The color of their eyes
If you ask a mother to describe the color of her child’s eyes, you’ll likely get more than just “blue” or “brown.” She may say something like “a light greyish blue that sometimes looks green” or “a deep chocolate brown with some specs of lighter brown, almost copper.” Parents spend a lot of time gazing into their children’s eyes. Their child’s eyes tell them when the child is sad, happy, discouraged, scared, anxious, content—I can go on and on. Ask a pet owner to describe his pet’s eyes, and you’re also likely to get more than a one-word answer. Why? Because when you’ve spent time gazing into the eyes of those you care about, you’ve learned so much more about them than their words could ever reveal. When you’ve done this every day over a period of time with people in your inner circle, you won’t need to ask them how they’re doing. You’ll already know. More important, you’ll also know when their words don’t match what their eyes are telling you.
“Are you okay?” “I’m fine.” “No you’re not; I can tell.”
Now think about people you work with. I’m not talking about the people at work who you’ve become friends with and with whom you meet after work socially. I’m talking about the guy in the mailroom who delivers your packages. The custodian who takes the garbage out of your office at the end of the day. The person in the marketing department that you meet with weekly on that core team project. Do you remember the color of their eyes? Have you really ever looked at them?

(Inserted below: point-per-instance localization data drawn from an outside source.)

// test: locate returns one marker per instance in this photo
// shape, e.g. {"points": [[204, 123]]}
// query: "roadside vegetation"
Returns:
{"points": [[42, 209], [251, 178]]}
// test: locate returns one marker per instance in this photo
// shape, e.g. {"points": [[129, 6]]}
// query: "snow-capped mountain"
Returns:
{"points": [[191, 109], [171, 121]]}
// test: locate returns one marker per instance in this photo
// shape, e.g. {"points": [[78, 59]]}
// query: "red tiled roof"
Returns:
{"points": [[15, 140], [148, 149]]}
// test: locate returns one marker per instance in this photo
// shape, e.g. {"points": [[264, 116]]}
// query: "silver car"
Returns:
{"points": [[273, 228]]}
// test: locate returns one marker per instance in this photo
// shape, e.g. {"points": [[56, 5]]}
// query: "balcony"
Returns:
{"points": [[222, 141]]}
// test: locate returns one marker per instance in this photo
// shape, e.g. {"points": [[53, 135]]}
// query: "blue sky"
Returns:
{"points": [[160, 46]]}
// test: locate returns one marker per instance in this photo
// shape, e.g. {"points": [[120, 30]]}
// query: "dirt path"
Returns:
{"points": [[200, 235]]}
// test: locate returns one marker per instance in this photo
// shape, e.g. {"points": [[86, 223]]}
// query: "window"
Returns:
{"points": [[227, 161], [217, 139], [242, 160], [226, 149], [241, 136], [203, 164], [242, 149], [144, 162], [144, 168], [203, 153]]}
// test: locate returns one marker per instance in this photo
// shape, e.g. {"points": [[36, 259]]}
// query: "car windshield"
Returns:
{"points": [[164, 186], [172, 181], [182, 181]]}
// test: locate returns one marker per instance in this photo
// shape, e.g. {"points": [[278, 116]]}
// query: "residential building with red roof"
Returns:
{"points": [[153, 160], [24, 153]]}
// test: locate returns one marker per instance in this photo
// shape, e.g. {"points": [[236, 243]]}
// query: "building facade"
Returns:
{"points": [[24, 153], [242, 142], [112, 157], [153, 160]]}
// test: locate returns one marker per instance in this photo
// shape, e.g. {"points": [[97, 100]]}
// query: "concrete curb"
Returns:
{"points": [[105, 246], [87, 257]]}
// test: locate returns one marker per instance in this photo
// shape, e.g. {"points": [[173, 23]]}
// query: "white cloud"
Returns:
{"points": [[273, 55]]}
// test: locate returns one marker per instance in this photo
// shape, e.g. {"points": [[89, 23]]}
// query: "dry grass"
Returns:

Tomorrow, the next day, and all the days after that, when you meet people you know at work—those people you’d smile at in the hallways, say hello to in passing in the cafeteria, or knock on their doors to let them know what conference room you’ll be meeting in—spend a few minutes noticing their eyes. See the color; recognize the uniqueness. Do this over and over again each time you talk. Sooner than you think, you’ll get to know them much differently than you have before. Your interactions will be more productive and simply more enjoyable because of it.
When we spend time looking into others’ eyes, we’re saying to them, “This moment we’re having is important to me. I’m listening to you and I hear you.” The strongest connections we make with people—both in our career and our personal lives—are forged when we’re present and engaged. This begins when we spend time seeing the person behind the eyes.